The Republic of the Philippines raised $1.05 billion last night (Thursday) after pricing an increased tap of its January 2014 bond and surprising the market with a re-opening of its March 2025 bond. Both deals caught a strong wave of buying interest, developed good momentum and appeared to be smoothly executed.
Yet it is likely to be the fees, which will linger in the market's memory, since both taps set new record lows for a public bond deal out of Asia. Fees for the 2025 tap were set at 10bp and at a mere 6bp for the 2014 tap. This marks half the level JPMorgan received for a Philippines sovereign deal just over a year ago, when its 13bp remuneration was considered an outrageously unhealthy new precedent.
Lead managers for the two taps were HSBC, Morgan Stanley and UBS. The three had been mandated the previous day and set out with expectations of launching a $500 million tap of the Republic's 2014 bond. At New York's open Thursday, the three then announced the Republic would tap its 2025 bond for a further $250 million.
At pricing, the 2014 tap was upsized to $750 million and priced at 99.50% to yield 8.32% or 386bp over Treasuries. Its existing 8.25% bond was bid at 99.875%.
The 2025 tap was also increased marginally to $300 million and priced at 112.25% to yield 9.29% or 399bp over Treasuries. Its existing 10.63% bond was trading at 112.875%.
The order book for the 2014 tap is said to have closed three-and-a-half times covered with participation from 129 accounts. By geography, the book saw $800 million demand from Asia, $570 million from the US and $280 million from Europe. There were also a handful of jumbo $150 million plus orders and about 40% of the Asian demand was said to come from the Philippines.
The order book for the 2025 tap closed two-and-a-half times covered and saw participation from 60 accounts. By geography, the book saw $350 million from the US, $280 million from Europe and $150 million from Asia. About seven orders were for more than $50 million.
The 2025 was said to be the more challenging of the two since it is usually difficult to get investors to accept such a high cash price. However, scarce supply of long-dated Asian paper proved to be the swing factor at a time when investors are looking for duration.
From the Philippines point of view, the tap of the longer-dated bond also made sense given that the differential between its long and intermediate curve is currently at a historically tight level.
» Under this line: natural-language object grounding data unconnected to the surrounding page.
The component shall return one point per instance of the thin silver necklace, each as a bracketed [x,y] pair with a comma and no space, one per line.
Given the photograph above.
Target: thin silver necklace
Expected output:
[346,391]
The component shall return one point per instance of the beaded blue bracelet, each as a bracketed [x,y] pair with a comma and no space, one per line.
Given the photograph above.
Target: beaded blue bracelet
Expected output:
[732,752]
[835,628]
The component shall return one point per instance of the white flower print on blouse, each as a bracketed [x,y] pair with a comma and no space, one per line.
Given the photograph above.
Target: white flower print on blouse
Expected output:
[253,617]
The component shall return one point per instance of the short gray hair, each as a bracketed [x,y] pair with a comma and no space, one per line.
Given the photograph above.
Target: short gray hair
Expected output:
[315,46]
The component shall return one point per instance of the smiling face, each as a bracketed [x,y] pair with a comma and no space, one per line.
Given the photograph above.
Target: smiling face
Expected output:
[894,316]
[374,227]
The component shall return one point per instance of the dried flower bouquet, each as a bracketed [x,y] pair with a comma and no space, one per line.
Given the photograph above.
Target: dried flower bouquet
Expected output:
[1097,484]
Veering from 100bp to 150bp, the pick-up is currently around the 100bp level.
Both bonds are trading around their three month averages, with the 2014 hitting 456bp at its widest and 354bp at its tightest, while the 2025 has traded as wide as 483bp and as tight as 374bp.
The surprise two notch upgrade of Russia's sovereign credit rating has prompted a rally across most emerging market paper over the past week. However, it has not yet driven Philippines spread performance.
Some analysts note that although the Philippines has under-performed EMG spread tightening, its spreads have been relatively stable and unaffected by bad news regarding the budget deficit. Local newspapers, for example, are reporting a Ps18 billion overshoot of the budget deficit target in September, prompting speculation of pump-priming measures by the Arroyo government ahead of presidential elections next May.
But some investors believe spreads have been weighed down by supply concerns and may now be hitting an inflexion point ahead of tightening. The government certainly flagged its borrowing intentions for the remainder of the year very clearly and successful completion of the two taps should end the programme for the year on a high note.